Jeddi Sea Org

One of my clients recently asked me if I could 'just simply add some column headings to the CSV'.

They were referring to a CSV file produced by the INTO OUTFILE feature of MySQL, and I naively wandered off to find the option to enabled that handy feature.

Alas, no option. No feature. No enabling. No headings. It turns out that lots of people (well, for small values of lots) ask how to do this periodically ... and the answer is seldom 'here, use this code'.

So ... here, use this code.

First, the caveats.

Obviously this is an 'as is' lump of code. If you can't understand what it's doing and the many, many ways that it may go horribly wrong, you probably shouldn't use it.
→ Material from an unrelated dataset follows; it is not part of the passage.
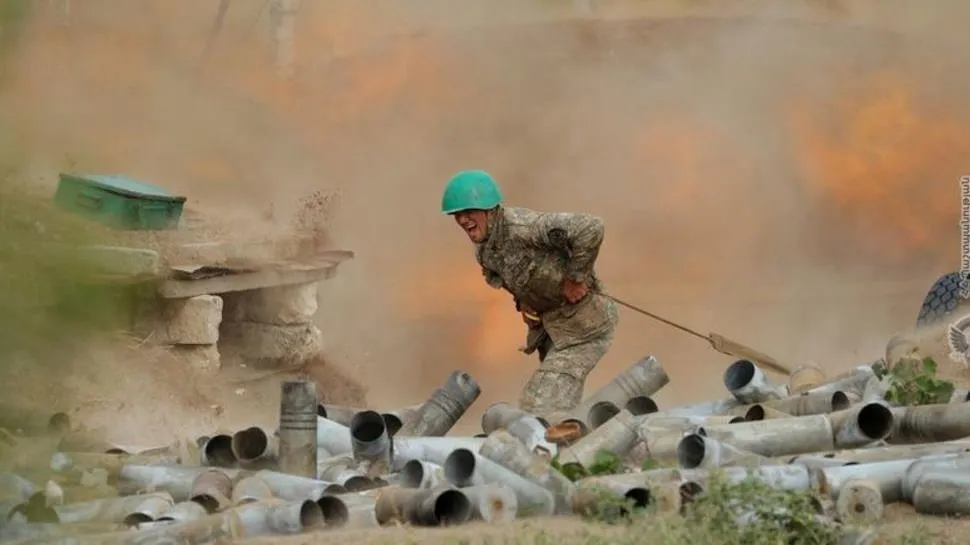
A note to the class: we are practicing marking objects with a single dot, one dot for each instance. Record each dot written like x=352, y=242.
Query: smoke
x=750, y=170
This isn't stackoverflow.

Your SQL script needs to be stored in a file, and must meet these requirements:

The SELECT and FROM must be on their own lines
Every element you're selecting must be on its own line
Every element you're selecting must have the AS sensible_name construct (the sensible_name is the csv heading)

And here's the code fragment.

#!/bin/bash
#
# 2013-05
# jedd

# Determine the first line of a CSV file based on the MySQL
# fragment that will produce the csv data.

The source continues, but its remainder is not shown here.